Stadtmuseum Siegburg - Außenansicht

Mitte Dezember hat Anett von Stadtsatz zu einer Blogparade mit dem Thema „Architektur denken (bewegen – sehen – hören – fühlen – riechen – schmecken)“ aufgerufen. Ein schönes Thema zu dem ich heute gerne einen Beitrag veröffentliche.

Architektur wird von vielen spontan mit dem Sehen verbunden und danach machen die meisten Menschen einen Punkt. Aber wer schon Mal in einem „schlechten“ Raum gewesen ist, der weiß, dass gerade Probleme mit dem Bewegen, Hören, Fühlen, Riechen oder Schmecken einen Raum zerstören kann. Ich bin als Architekt klar ein visueller Typ, aber auch die Haptik ist mir sehr wichtig. Ich komme in Räume und berühre Dinge. Auch das Einkaufen ist bei mir immer eine Kombination aus Sehen und Fühlen.

Stadtmuseum Siegburg

Ich habe mir als Gebäude das Stadtmuseum in Siegburg ausgesucht. Über das Gebäude habe ich schon im Studium eine historisch ausgerichtete Studienarbeit geschrieben. Das Geburtshaus Engelbert Humperdincks wurde 1826 auf den Fundamenten des mittelalterlichen Rathauses errichtet und bis 1933 als Schulgebäude genutzt. Der Komponist wurde hier 1854 als Sohn eines Lehrers geboren. Nachdem das Gebäude zwischenzeitlich das Amtsgericht und später Teile des Finanzamtes beherbergte, wurde es ab 1986 zur Nutzung als Museum umgebaut. 1990 öffnete hier das Stadtmuseum Siegburg seine Pforten.

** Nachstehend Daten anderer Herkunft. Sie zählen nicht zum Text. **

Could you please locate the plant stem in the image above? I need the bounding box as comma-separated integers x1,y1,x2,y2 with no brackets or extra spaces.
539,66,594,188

Das Gebäude des Stadtmuseum Siegburg um 1910
Das Gebäude des Stadtmuseum Siegburg um 1910

Der Raumgefühl-Rundgang

Kommt also mit auf einen Rundgang mit allen Sinnen:

Ich stehe auf dem Marktplatz vor dem Geburtshaus Humperdincks. Es ist Dezember; es ist schon dunkel und die Luft ist kalt. Ich fröstle und freue mich auf das warme Museum. Um mich herum ist reger Trubel des mittelalterlichen Weihnachtsmarktes. Menschen lassen sich von Stand zu Stand treiben. Leise Gespräch kann ich verfolgen und ab und zu höre ich die Marktschreier in Ihrer altertümlichen Sprache. Überall sind Feuer und Kerzen – das Licht bewegt sich fortwährend und lässt die Schatten auf den Gebäuden tanzen. Kurz vor dem Eingang weht mir noch eine Mischung aus Gewürzen und frisch gebackenem Brot um die Nase. Die alte Fassade des Stadtmuseums wird mit einem sehr kalten Vordach aus Stahl ergänzt. Ich greife nach der Glastür und öffne sie. Im Vorraum wird es sofort ruhiger. Meine feuchten Schuhe quietschen auf dem Boden. Die erste Halle empfängt mich mit – im Vergleich zu Außen – sehr hellem Licht. Der Raum mit den offenen Ebenen und der tieferliegenden Bühne stülpt sich um mich und umarmt mich. Von den weißen, hellen,  modernen Wänden heben sich besonders die antiken Wasserspeier ab. Unten auf der Bühne wird für eine Veranstaltung geübt und Schritte und Stimmen hallen zu mir hoch. Ich gehe an den Rand der Sitztreppe und berühre eine dort sitzende Figur. Ich greife auf die oft angefassten Stellen der Puppe und ziehe meine Hände sofort wieder zurück. Die Figur erscheint echter als sie sein kann.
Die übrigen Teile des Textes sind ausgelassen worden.